A day before Sunday’s partial reopening of Gaza’s Rafah crossing for the first time in two years, Israel carried out several airstrikes across the Strip, with scores reported dead. Israel says the hits were in response to violations by Hamas, which is in turn urging the US to intervene. (BBC)
- 03
RUSSIA
Breaking promises.
Days after President Trump suggested Putin would halt energy attacks for a week during Ukraine’s harsh winter, a Russian drone has hit a bus carrying Ukrainian energy workers, killing 12. (France24)
- 04
TAJIKISTAN
Guns to the rescue.
With security incidents along the Tajik-Afghan border now happening almost daily, the Russia-led Collective Security Treaty Organization (CSTO, aka Russia’s NATO) now says it’ll supply arms to help bolster Tajik defences. (EurasiaNet)
Comment: CSTO’s remaining post-Soviet members will have questioned the bloc’s relevance ever since it did nothing to help Armenia in its territorial spat with non-member Azerbaijan.
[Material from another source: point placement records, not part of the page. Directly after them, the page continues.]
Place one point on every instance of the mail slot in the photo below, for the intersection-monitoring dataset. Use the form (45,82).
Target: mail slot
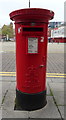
(31,57)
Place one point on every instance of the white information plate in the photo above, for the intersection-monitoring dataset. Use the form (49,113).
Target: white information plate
(32,45)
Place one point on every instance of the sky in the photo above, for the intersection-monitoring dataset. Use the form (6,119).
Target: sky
(7,6)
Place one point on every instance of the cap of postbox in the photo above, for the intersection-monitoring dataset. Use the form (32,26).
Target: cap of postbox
(32,15)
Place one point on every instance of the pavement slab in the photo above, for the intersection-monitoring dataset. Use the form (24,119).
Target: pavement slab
(49,111)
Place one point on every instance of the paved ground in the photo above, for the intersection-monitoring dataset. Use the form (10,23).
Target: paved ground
(55,83)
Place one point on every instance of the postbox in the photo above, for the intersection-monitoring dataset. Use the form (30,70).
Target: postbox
(31,56)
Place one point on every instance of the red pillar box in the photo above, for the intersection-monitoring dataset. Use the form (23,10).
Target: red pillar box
(31,55)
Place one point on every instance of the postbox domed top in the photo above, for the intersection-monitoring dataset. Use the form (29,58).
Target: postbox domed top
(32,15)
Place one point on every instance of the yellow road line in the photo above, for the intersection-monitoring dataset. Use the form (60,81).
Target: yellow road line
(7,72)
(58,75)
(55,74)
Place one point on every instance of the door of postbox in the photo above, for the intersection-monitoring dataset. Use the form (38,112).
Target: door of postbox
(32,59)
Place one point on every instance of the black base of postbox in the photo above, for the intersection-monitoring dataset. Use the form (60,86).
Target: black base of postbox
(30,102)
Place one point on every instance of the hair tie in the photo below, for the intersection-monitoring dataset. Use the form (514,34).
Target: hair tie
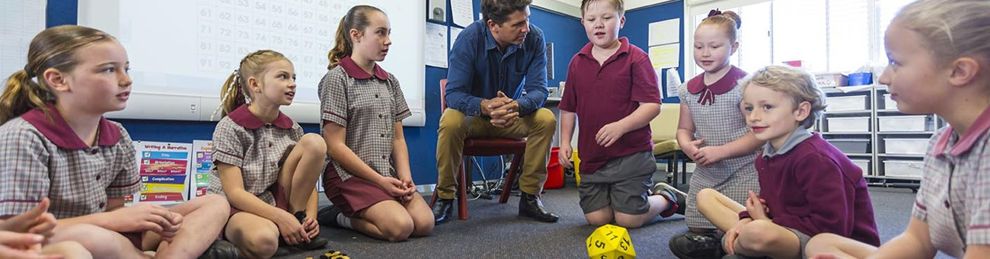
(714,13)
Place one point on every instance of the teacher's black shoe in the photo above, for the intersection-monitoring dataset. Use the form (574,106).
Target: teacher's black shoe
(442,210)
(532,207)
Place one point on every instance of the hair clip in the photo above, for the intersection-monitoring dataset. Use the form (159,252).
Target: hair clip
(714,13)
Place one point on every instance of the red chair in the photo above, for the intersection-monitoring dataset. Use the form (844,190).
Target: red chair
(483,147)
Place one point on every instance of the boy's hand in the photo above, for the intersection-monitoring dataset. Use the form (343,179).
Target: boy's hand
(709,155)
(732,234)
(289,227)
(691,148)
(756,207)
(21,245)
(564,156)
(35,221)
(145,217)
(609,134)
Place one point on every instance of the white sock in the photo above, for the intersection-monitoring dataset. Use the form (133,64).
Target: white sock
(343,221)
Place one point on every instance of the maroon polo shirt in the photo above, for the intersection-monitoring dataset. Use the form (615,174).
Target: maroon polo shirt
(602,94)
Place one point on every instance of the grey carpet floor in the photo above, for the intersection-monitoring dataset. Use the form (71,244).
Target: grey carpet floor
(494,231)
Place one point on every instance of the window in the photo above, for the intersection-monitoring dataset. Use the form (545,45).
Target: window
(825,35)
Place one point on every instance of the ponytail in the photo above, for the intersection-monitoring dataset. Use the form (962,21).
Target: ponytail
(231,94)
(234,92)
(356,18)
(21,95)
(342,46)
(52,48)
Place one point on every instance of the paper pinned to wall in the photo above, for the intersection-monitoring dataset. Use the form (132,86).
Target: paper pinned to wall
(21,21)
(665,32)
(665,56)
(454,32)
(435,45)
(462,12)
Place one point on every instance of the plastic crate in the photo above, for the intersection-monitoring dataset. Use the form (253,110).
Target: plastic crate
(907,146)
(848,124)
(863,164)
(904,123)
(900,168)
(846,103)
(851,145)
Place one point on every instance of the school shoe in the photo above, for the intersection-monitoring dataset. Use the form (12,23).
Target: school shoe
(327,216)
(531,206)
(221,249)
(676,197)
(315,243)
(442,210)
(696,246)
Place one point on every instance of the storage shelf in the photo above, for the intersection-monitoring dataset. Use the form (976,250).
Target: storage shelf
(878,108)
(856,112)
(900,155)
(847,133)
(905,132)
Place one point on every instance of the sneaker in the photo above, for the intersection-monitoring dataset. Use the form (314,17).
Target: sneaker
(327,216)
(693,245)
(221,249)
(676,197)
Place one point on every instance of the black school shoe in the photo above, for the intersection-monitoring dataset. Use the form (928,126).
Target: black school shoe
(315,243)
(696,246)
(221,249)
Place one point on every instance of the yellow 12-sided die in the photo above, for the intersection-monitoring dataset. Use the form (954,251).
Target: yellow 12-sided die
(610,242)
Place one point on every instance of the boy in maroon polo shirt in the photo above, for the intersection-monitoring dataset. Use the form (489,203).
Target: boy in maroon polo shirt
(612,88)
(807,186)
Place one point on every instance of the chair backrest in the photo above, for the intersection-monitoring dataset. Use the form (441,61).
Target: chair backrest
(443,94)
(664,126)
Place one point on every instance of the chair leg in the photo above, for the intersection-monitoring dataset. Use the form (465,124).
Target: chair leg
(511,178)
(462,191)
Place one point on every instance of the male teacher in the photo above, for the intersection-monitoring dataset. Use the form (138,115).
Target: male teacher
(496,86)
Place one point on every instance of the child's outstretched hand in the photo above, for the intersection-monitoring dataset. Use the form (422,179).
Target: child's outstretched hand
(691,148)
(756,207)
(564,156)
(609,134)
(21,245)
(35,221)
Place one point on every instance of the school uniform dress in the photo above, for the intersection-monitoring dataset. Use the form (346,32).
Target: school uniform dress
(618,176)
(718,120)
(259,149)
(954,197)
(811,187)
(367,106)
(43,157)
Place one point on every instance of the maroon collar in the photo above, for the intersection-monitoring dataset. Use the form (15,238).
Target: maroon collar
(965,143)
(708,92)
(56,130)
(242,116)
(623,48)
(355,71)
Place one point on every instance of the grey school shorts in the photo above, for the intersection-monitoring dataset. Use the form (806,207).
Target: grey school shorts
(623,183)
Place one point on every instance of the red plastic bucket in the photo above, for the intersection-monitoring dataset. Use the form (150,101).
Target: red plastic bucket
(555,173)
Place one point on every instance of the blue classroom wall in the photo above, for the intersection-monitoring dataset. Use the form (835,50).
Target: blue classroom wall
(637,30)
(564,31)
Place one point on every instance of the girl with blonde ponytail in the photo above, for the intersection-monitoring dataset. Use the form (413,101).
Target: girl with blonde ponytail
(263,163)
(368,178)
(56,144)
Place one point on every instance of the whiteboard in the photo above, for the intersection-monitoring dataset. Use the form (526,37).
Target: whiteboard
(181,51)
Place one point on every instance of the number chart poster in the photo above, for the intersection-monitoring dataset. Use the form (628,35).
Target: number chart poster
(164,169)
(202,164)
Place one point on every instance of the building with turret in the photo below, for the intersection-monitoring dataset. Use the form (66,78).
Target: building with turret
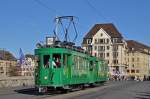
(105,41)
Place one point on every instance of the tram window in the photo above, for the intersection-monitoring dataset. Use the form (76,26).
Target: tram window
(91,65)
(56,60)
(37,60)
(65,60)
(46,60)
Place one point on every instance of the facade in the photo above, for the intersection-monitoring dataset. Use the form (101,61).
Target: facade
(8,64)
(27,68)
(138,59)
(105,41)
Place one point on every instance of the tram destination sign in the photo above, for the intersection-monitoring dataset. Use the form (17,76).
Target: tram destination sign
(50,40)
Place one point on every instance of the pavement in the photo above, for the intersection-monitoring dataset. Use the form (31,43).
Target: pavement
(110,90)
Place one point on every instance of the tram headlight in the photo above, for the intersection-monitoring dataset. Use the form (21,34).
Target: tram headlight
(45,77)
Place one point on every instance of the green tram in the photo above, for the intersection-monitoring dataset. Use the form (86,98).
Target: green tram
(61,67)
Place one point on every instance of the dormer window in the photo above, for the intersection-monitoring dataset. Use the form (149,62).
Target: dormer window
(89,41)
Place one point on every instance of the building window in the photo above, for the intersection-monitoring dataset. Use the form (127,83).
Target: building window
(115,54)
(107,41)
(107,47)
(95,47)
(108,61)
(107,54)
(132,59)
(102,55)
(137,71)
(132,71)
(115,48)
(95,41)
(88,41)
(101,41)
(95,54)
(101,48)
(138,59)
(115,61)
(133,65)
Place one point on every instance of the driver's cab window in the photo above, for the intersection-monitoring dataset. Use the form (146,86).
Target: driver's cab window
(56,60)
(46,59)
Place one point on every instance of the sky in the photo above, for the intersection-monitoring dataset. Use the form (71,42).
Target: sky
(24,23)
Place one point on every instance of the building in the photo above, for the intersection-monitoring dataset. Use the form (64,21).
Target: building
(7,64)
(106,42)
(138,59)
(27,68)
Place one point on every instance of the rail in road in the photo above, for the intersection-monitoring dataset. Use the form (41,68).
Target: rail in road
(105,91)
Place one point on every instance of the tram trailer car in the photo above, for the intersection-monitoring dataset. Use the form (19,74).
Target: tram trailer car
(65,68)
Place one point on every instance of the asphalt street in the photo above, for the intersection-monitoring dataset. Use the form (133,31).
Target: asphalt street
(110,90)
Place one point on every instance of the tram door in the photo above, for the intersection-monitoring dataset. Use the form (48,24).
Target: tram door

So with Armenia now bailing, the real point of this arms pledge is presumably just to demonstrate CSTO’s value to the rest.
- 05
CAMBODIA
Too late to join?
Nearly half a century after first signing on, Cambodia has finally now ratified the UN’s key maritime law treaty (UNCLOS). (SCMP)
Comment: Why now? With Cambodia’s big Thailand spat still simmering away, it reportedly fretted the Thai navy might cut its supply lanes, so formalising this treaty is probably a way to double down on every available protection.
- 06
CUBA
Help is on the way.
Days after confirming she’d halted oil shipments to Cuba, Mexico’s President Sheinbaum has announced new humanitarian aid for Cuba. (AP)
Comment: It’s a way to maintain Mexico’s traditional solidarity with Cuba without crossing Trump’s presumed new red lines about propping up the regime with oil.
- 07
IRAQ
Gone too soon.
It seems President Trump’s new special envoy for Iraq (Mark Savaya) has already left the role amid rising US-Iraq tensions — it’s unclear why, though the folks at Reuters suggest it might’ve been Savaya’s failure to stop Iran-friendly powerbroker al-Maliki returning to Iraq’s prime ministership. (Reuters)
Comment: Trump 2.0 had some early wins in Iraq, whether freeing Russian-Israeli researcher Elizabeth Tsurkov, or helping de-fang Iran-backed militias, but DC now faces the same structural headwinds past administrations have hit.